The collected video can be received by the mode of receiving the collected video through a preset interface so as to obtain the collected video, and the preset interface is an interface for transmitting a server side and video collecting equipment.

And S12, performing framing processing on the acquired video to obtain a plurality of frame images.

Understandably, the captured video is an image set composed of a plurality of one-frame images and played in time sequence, the framing processing is an operation process of segmenting or extracting one-frame image on each frame or a preset interval frame of an input video, the framing processing is performed on the captured video, a plurality of frame images can be obtained, and the frame image is an image of one frame in the captured video.

And S13, performing human body attribute recognition and face recognition on each frame image through a human body attribute detection model to obtain a recognition result of each frame image, wherein the recognition result comprises a client identifier and an access type corresponding to the client identifier.

Understandably, the human body attribute detection model is a trained target detection network for identifying human bodies in input images and identifying the in-out type and the client identifier of each human body, and the training process of the human body attribute detection model may be as follows: by collecting historical sample images, wherein the sample images comprise a plurality of human bodies, each human body is associated with a group of tag groups, each tag group comprises a human body area tag, an access tag and a client tag, the sample images are input into a human body attribute detection model containing initial parameters, the sample images are identified by the human body attribute detection model for a single human body, human body areas of the single human body are identified, the moving characteristics and the face characteristics of each human body area are extracted, the access type and the client identifier of the human body area are identified according to the extracted moving characteristics and the face characteristics, a loss function is applied to calculate the area loss values of the human body areas and the corresponding human body area tags, the access type and the access loss value of the human body areas and the corresponding access tags, and the client identifier and the identifier loss value of the human body areas and the corresponding client tags, and determining a total loss value according to the area loss value, the in-out loss value and the identification loss value, iteratively updating initial parameters of the human body attribute detection model when the total loss value does not reach a convergence condition, continuously executing the step of carrying out single human body identification on the sample image through the human body attribute detection model, continuously training until the total loss value reaches the convergence condition, and stopping training to obtain the trained human body attribute detection model.

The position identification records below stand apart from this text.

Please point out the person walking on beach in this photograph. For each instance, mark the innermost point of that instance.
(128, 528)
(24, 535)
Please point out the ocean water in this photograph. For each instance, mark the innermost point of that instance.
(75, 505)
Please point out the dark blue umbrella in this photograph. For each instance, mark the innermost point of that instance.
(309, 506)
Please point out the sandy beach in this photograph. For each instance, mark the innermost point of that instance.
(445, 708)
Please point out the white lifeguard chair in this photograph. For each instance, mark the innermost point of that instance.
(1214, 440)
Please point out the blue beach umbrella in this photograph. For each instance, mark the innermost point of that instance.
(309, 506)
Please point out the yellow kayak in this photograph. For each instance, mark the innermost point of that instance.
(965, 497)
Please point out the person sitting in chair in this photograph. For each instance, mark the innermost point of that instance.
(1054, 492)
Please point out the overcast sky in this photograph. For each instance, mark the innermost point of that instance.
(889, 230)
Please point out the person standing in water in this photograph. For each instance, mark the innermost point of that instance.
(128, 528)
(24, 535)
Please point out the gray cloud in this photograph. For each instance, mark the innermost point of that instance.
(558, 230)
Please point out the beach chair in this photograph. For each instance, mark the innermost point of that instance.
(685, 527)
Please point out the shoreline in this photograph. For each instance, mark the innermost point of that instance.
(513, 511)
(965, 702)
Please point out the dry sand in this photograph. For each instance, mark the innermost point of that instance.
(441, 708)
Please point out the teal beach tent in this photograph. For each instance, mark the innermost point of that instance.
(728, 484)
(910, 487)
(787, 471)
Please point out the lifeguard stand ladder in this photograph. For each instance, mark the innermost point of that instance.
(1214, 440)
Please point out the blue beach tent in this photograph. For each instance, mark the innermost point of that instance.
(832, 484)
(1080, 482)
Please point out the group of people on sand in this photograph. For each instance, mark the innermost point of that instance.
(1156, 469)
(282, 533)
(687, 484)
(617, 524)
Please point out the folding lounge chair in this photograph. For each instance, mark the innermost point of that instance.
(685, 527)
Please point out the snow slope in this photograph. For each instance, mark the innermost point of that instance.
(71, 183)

The human body attribute detection model comprises a target detection network, a human body attribute branch network and a human face branch network, and the processes of human body attribute identification and human face identification on each frame image are as follows: firstly, identifying a human body of the frame image, and identifying a region containing a single human body in the frame image, wherein the human body identification process may be as follows: firstly, identifying a single human body region in the frame image through a target detection network, and extracting the image of the region to obtain a plurality of human body images; secondly, extracting the movement characteristics of the human body image through a human body attribute branch network, wherein the movement characteristics are the characteristics of front movement or back movement of the shot human body, and identifying the in-out type of the human body image according to the extracted movement characteristics; thirdly, carrying out face recognition on the human body image through the face branch network to obtain a client identifier of the human body image, wherein the client identifier comprises a unique identifier of a real client stored in a server, and a new client identifier is given to a new client which is not stored in the server; and finally, establishing a corresponding relation between the client identification and the access type of the human body image so as to obtain one client identification and one access type corresponding to one human body image, summarizing the corresponding relation between all the client identifications and the access types of the frame image so as to obtain the identification result, wherein the identification result embodies the access type and the client identification of each human body in one frame image, and which human bodies in the frame image are old clients/new clients entering or exiting the door can be distinguished through the identification result.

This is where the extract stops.